Gene Martin, owner of PIggly Wiggly, one of the island’s first grocery stores, is renowned for his generosity and commitment to community service. Over the years the Martin family has provided work opportunities for young people, donated food to community programs, and helped those in distress during hurricanes and times of economic difficulties.
Dr. Emory Campbell is a community leader whose activism and advocacy have had a big impact on health of the Gullah community and the preservation of its rich cultural heritage. Among his many accomplishments, he has served as executive director of The Penn Center, a Reconstruction Era National Monument, and has chaired the Gullah-Geechee Cultural Heritage Corridor Commission, a Federal National Heritage Area encompassing the coastal areas of the Carolinas, Georgia, and Florida.
Louise Miller Cohen founded the Gullah Museum of Hilton Head Island with an eye to teaching locals and visitors about life on the island before the bridge was built in 1956. Her mission centers on preserving the Gullah-Geechee culture by sharing her knowledge of native islander history and rituals through storytelling, preparing traditional food and herbal medicine, performing gospel songs, leading ring shouts, and teaching the Gullah language.
Dan Driessen, the Hilton Head-born Cincinnati Reds Baseball Hall of Famer, got his baseball start at age fourteen playing for the Hilton Head Blue Jays. Among the highlights of his fifteen-year major league baseball career was stepping up to bat as the National League’s first-ever designated hitter in a World Series, a first that took place during the Reds’ 1976 sweep of the Yankees.
The idea for the mural was an offshoot of “The Pursuit of Freedom & Opportunity” project that Kathleen Harper, coordinator for the International Baccalaureate Middle Years Program, and Jenn McEwen, Hilton Head Island’s director of cultural affairs, had envisioned for the school.
“We originally planned this as a paint-by-number community project for children and staff to work on with Lauren Andreu –– like we did at the Boys & Girls Club and at Island Rec Center,” McEwen says. But those plans shifted in the face of the pandemic when the school went to virtual instruction. Over the summer, Andreu painted the mural on her own.
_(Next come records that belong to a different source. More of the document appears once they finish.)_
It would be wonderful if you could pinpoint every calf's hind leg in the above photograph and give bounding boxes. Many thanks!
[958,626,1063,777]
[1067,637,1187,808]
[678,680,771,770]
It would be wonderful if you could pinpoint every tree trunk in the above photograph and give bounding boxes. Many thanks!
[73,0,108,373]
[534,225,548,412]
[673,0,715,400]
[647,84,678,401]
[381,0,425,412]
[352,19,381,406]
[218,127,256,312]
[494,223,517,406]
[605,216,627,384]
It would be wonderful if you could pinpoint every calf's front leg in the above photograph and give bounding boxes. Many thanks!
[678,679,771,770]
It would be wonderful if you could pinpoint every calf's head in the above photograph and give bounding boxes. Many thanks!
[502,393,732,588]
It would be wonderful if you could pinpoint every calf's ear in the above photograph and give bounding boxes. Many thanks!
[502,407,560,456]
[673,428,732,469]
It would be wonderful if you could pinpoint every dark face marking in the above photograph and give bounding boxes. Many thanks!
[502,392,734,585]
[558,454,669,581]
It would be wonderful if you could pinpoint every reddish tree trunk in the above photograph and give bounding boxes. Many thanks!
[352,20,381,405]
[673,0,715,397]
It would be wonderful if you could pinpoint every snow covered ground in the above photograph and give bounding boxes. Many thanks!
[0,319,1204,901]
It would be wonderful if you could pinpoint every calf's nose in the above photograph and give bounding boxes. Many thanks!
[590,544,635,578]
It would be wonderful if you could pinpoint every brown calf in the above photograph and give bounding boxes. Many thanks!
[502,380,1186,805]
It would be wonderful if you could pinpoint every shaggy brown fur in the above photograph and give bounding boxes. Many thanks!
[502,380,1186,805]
“Early on Jenn and I bounced around a lot of ideas for the mural and got suggestions from different people in the community,” says Andreu. “I could have painted an historic scene, but we liked the idea of portraying individuals who have been part of creating the diverse fabric of Hilton Head. And with the middle school being the most demographically diverse school in Beaufort County, we thought let’s run with that so all kids can feel like they’re included. That’s why Hector Esquivel’s inspirational words “Optimistic about the future, Proud of my past” are painted in English and Spanish “Optimista con el futuro, Orgulloso de mi pasado” below the media center window between the two mural panels.”
After researching and gathering photos from families and other sources, Andreu had to figure out how to fit and place everyone on the walls. “I started by doing a collage in a Photoshop-type program which gave me the freedom to play with composition and move things around,” she explains. “Then I painted it in a fun, loose style and used an artist-grade spray paint to get a wow factor –– so that anyone who sees it would think, Oh, this is exciting!”
And the take-away? “It’s how much good one person can do especially right now with so much happening in the world. I want children and adults alike to think: I have a mark—big or small –– that I can make on this island –– or wherever I am.”